Je retournai dans le salon avec des petits fours et les shakers. Puis je vis la neige qui tombait par les fenêtres, et j’eus soudain envie de sortir à l’air libre. J’allai sur le balcon en chemise ; il faisait glacial. Je contemplai l’immensité de New York devant moi et ces millions de points de lumière à perte de vue, et je hurlai de toutes mes forces : « Je suis Marcus Goldman ! » À cet instant j’entendis une voix derrière moi : c’était une jolie blonde de mon âge que je n’avais jamais vue de ma vie.
— Marcus Goldman, il y a ton téléphone qui sonne, me dit-elle.

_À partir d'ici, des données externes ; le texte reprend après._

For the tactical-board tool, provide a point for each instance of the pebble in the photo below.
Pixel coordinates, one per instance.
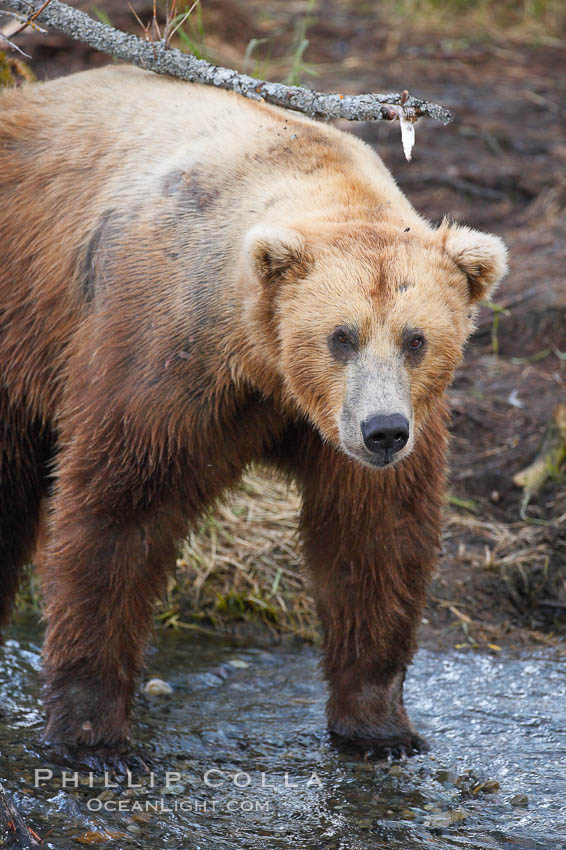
(158, 688)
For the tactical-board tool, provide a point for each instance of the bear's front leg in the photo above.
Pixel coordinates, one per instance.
(112, 538)
(371, 539)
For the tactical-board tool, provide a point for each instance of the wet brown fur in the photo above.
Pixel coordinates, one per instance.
(146, 362)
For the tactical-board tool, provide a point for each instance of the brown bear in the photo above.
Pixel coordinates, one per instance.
(191, 282)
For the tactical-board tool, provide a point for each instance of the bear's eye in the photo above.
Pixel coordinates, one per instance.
(416, 342)
(342, 342)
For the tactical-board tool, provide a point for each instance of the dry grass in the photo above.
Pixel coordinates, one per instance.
(508, 21)
(244, 563)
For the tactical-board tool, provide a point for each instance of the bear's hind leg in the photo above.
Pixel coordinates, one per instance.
(25, 451)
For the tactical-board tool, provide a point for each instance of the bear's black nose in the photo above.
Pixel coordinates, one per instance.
(385, 434)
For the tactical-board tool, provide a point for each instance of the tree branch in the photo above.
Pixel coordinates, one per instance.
(157, 57)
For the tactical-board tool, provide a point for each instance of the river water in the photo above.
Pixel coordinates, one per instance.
(243, 739)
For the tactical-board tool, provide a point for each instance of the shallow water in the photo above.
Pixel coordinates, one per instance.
(254, 718)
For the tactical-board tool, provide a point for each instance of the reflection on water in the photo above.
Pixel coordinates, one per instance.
(250, 765)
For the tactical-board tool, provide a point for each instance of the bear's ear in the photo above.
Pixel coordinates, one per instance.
(481, 256)
(276, 253)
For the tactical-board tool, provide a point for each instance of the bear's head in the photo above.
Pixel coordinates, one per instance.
(365, 323)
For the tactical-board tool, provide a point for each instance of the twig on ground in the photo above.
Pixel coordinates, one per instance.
(21, 835)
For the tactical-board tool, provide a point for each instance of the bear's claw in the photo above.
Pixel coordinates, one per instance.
(98, 759)
(386, 748)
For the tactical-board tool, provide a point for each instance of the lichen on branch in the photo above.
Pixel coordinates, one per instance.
(157, 56)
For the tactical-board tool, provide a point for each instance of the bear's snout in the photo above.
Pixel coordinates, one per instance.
(384, 435)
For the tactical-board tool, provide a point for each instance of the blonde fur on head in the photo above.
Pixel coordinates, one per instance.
(481, 256)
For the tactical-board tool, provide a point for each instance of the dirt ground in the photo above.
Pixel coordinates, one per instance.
(501, 166)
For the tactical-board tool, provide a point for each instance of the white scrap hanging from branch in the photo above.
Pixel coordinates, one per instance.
(157, 56)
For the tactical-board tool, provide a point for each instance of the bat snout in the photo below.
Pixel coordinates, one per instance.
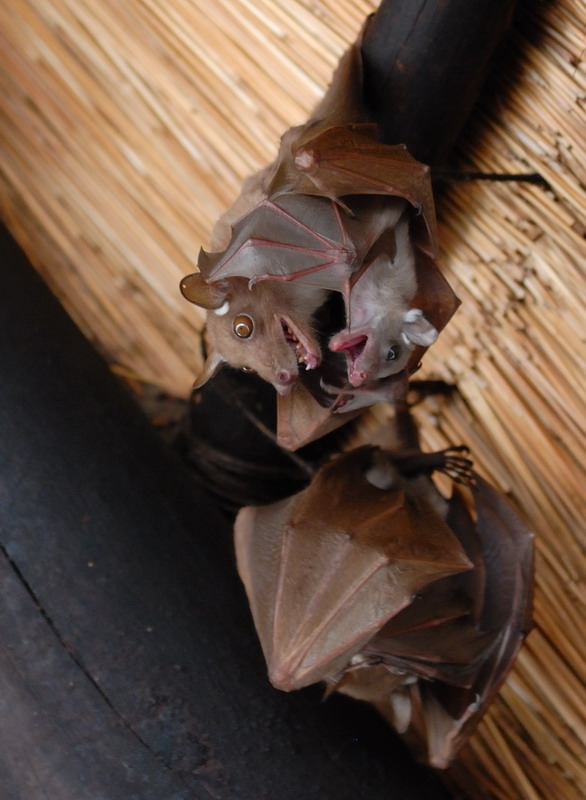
(284, 381)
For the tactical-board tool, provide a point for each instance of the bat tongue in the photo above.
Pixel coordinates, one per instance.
(353, 349)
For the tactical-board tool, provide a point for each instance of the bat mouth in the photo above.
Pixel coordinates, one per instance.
(306, 352)
(353, 348)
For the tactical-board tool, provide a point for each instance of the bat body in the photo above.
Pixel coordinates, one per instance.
(323, 218)
(374, 582)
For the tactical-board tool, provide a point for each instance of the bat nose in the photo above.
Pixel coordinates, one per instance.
(284, 380)
(358, 378)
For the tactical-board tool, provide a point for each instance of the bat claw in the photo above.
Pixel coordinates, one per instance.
(456, 466)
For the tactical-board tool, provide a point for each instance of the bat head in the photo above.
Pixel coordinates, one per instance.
(377, 352)
(264, 329)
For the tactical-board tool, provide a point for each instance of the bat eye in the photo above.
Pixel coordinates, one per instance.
(394, 352)
(243, 326)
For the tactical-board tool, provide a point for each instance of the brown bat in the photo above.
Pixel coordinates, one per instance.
(372, 581)
(320, 220)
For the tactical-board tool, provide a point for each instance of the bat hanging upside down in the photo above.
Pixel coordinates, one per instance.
(375, 583)
(340, 213)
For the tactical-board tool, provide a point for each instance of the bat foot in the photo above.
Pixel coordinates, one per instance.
(457, 465)
(452, 461)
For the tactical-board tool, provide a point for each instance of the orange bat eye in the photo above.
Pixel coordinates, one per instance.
(243, 326)
(394, 352)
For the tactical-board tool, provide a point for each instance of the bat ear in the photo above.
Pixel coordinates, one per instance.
(213, 363)
(206, 295)
(417, 330)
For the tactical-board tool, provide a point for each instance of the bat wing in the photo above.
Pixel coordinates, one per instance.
(323, 577)
(464, 633)
(346, 160)
(290, 239)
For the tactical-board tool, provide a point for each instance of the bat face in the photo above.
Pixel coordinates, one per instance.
(384, 330)
(265, 329)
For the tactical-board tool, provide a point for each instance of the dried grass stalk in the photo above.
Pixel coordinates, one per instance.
(127, 129)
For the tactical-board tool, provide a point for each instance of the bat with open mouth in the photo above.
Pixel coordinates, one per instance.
(375, 583)
(338, 212)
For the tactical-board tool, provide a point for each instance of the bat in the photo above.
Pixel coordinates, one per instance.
(375, 583)
(384, 329)
(320, 220)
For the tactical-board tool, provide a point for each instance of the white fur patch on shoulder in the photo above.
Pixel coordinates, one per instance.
(412, 314)
(224, 308)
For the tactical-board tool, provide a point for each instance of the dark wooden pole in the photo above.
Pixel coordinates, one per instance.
(425, 62)
(128, 663)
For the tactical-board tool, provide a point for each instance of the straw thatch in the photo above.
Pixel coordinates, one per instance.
(128, 127)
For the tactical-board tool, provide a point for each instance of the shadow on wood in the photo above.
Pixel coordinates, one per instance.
(129, 667)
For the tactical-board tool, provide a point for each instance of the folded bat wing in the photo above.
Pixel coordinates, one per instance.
(324, 570)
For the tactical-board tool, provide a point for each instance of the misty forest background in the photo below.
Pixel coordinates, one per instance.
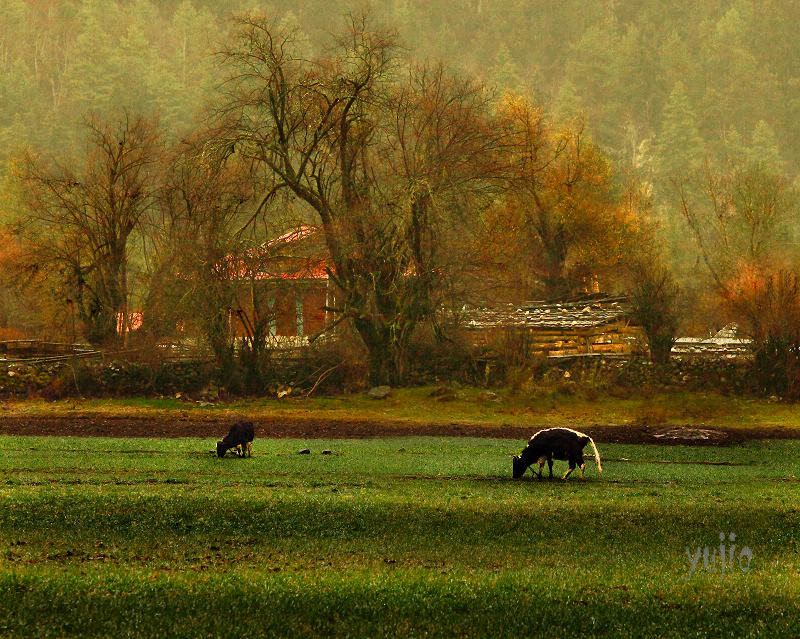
(667, 89)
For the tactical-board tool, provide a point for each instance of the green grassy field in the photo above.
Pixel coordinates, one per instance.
(391, 537)
(415, 405)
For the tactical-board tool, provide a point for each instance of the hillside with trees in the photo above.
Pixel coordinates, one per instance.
(579, 135)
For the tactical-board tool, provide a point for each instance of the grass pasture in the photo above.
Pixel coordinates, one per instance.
(391, 537)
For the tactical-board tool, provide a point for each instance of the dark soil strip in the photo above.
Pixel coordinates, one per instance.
(325, 428)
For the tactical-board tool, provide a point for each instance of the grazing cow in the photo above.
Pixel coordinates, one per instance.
(240, 438)
(555, 443)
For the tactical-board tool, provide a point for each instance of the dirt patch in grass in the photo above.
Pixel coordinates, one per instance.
(326, 428)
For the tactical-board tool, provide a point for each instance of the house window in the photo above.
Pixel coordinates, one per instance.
(273, 324)
(298, 311)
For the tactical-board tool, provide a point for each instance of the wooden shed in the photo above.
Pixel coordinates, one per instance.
(588, 326)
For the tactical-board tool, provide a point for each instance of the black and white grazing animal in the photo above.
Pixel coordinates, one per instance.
(240, 437)
(555, 443)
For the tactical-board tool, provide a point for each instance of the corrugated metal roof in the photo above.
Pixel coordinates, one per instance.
(572, 315)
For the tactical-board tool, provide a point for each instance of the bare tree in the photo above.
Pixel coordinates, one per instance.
(213, 259)
(387, 158)
(79, 225)
(739, 218)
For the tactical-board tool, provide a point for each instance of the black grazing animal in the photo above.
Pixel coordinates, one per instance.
(555, 443)
(240, 437)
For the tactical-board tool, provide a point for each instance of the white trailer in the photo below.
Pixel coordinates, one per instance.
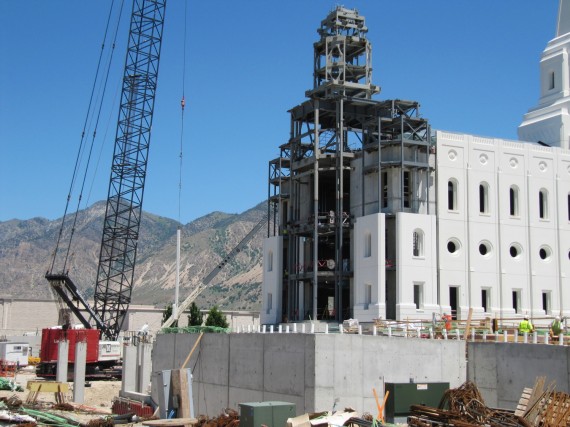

Son visage ne m’était pas inconnu.
— Je t’ai déjà vue quelque part, non ? lui demandai-je.
— À la télévision, sans doute.
— Tu es Lydia Gloor…
— Oui.
— Mince alors.
Je la priai de m’attendre sagement sur le balcon et je m’empressai d’aller répondre.
— Allô ?
— Marcus ? C’est Harry qui vous téléphone.
— Harry ! Quel plaisir de vous entendre ! Comment allez-vous ?
— Pas mal. J’avais juste envie de vous dire bonsoir. J’entends énormément de bruit derrière vous… Vous recevez du monde ? Peut-être que je tombe mal…
— Je fais une petite fête. Dans mon nouvel appartement.
— Vous avez quitté Newark ?
— Oui, j’ai acheté un appartement dans le Village. Je vis à New York désormais ! Il faut absolument que vous veniez voir ça, la vue est à couper le souffle.
— J’en suis sûr. En tout cas, vous avez l’air de bien vous amuser, je suis content pour vous. Vous devez avoir beaucoup d’amis…
— Des tonnes ! Et ce n’est pas tout : figurez-vous qu’il y a une actrice incroyablement belle qui m’attend sur mon balcon ? Ha ha, je ne peux pas y croire ! La vie est beaucoup trop belle, Harry. Beaucoup trop belle. Et vous ? Que faites-vous ce soir ?
— Je… Je fais une petite soirée chez moi. Des amis, des steaks et de la bière. Que demander de plus ? On s’amuse bien, il ne manque plus que vous. Mais j’entends qu’on sonne à ma porte, Marcus. D’autres invités qui arrivent. Il faut que je vous laisse pour aller ouvrir. Je ne sais pas si nous tiendrons tous dans la maison, et pourtant, Dieu sait qu’elle est grande !
— Passez une bonne soirée, Harry. Amusez-vous bien. Je vous rappelle sans faute.
Je retournai sur mon balcon : c’est ce soir-là que je commençai à fréquenter Lydia Gloor, celle que ma mère allait appeler « l’actrice télévisuelle ». À Goose Cove, Harry alla ouvrir la porte : c’était le livreur de pizza. Il prit sa commande et s’installa devant la télévision pour dîner.
Comme promis, je rappelai Harry après cette soirée. Mais un an s’écoula entre ces deux coups de téléphone. C’était février 2008.